MR MALAN: Mr Teffo, I think there's a misunderstanding again, the information is not that you were accused of having done it, but that certain youths were stoning busses and public transport at the time, that was no reference to yourselves. I think you misunderstood Dr Ally. The issue is whether that happened or not and you in your evidence, when we asked you said, you heard that something like that happened the day before or the day before that and they were searching for these people, whereas the information that Dr Ally is referring to is that it happened shortly before you were shot. And to share with you again, the statement under oath which the Reverend Motsobani will talk to, his information is clearly the same, that that stoning incident by the youth took place at 7 o'clock, whereas you were shot at at about 10 to eight. So it happens and that relates to Mt Manthata's question. Why would the police have been there if everything was calm already? So are you pretty sure that it didn't happen that day, because all the other evidence is pointing to the fact that it in fact did happen shortly before you were shot?

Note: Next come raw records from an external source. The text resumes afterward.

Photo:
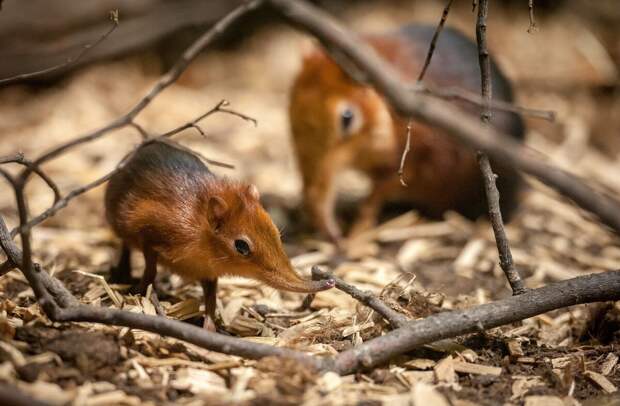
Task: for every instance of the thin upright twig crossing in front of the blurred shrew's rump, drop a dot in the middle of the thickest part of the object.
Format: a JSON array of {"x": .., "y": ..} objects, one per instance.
[{"x": 492, "y": 194}]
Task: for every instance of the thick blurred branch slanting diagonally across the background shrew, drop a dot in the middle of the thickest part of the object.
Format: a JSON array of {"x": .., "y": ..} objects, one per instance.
[{"x": 443, "y": 115}]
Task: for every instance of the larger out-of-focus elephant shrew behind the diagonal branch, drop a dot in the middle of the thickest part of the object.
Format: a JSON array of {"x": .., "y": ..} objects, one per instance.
[{"x": 338, "y": 123}]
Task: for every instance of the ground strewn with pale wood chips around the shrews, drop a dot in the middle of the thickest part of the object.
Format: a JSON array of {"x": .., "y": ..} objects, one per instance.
[{"x": 418, "y": 266}]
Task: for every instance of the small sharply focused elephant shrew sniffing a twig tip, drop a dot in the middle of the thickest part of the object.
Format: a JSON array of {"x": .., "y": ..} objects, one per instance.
[{"x": 166, "y": 203}]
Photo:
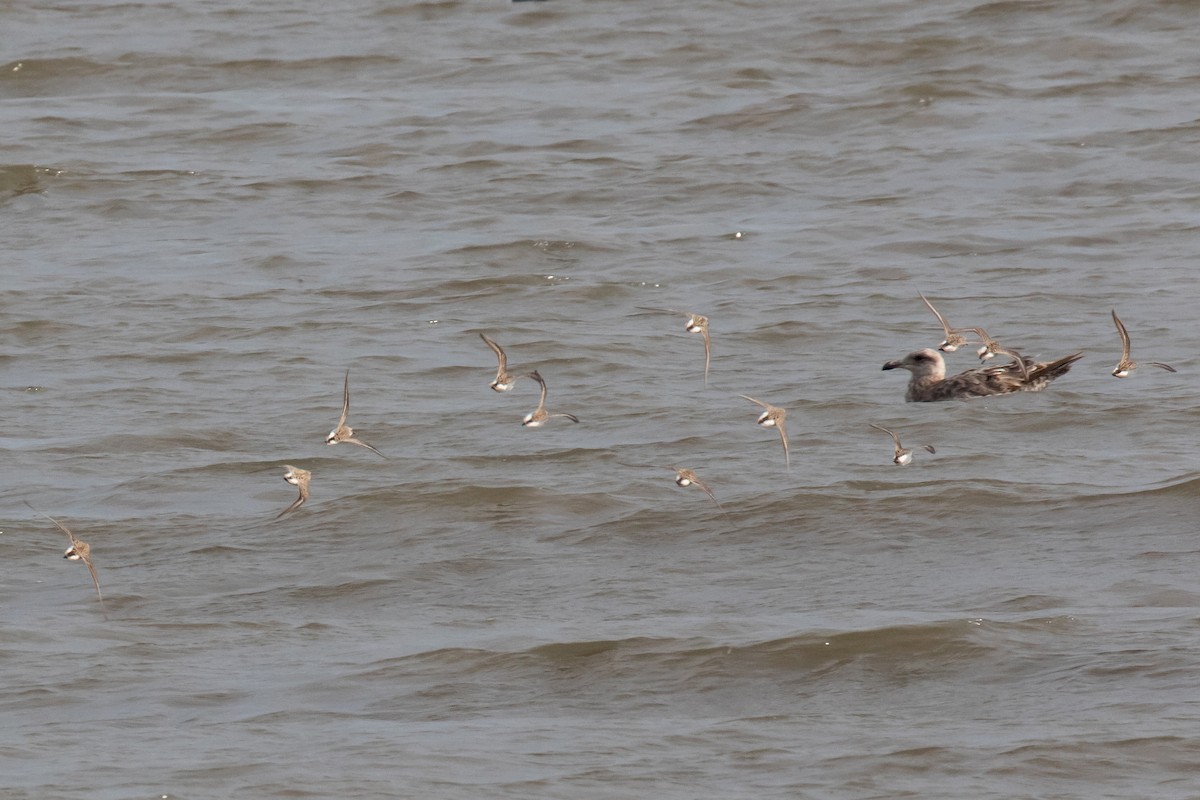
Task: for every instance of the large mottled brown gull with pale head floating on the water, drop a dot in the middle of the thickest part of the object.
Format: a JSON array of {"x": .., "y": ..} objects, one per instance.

MR TEFFO: As I've already explained, we were at place called Sehahapeng, not far from Mahwelereng. If we were aware of the unrest maybe we should place ourselves at a safe area. You could not just move even during the night, because we'll be aware that there was unrest.
MR MANTHATA: Thank you very much Teffo, the reason that we're asking these questions is it's very important for us to try and establish the context, to have an accurate idea as possible of what was going on so that was the spirit in which we were asking the questions. Thanks for coming forward and sharing with us what happened and our investigative teams, this is also one of the matters which they are certainly following up. Thank you very much.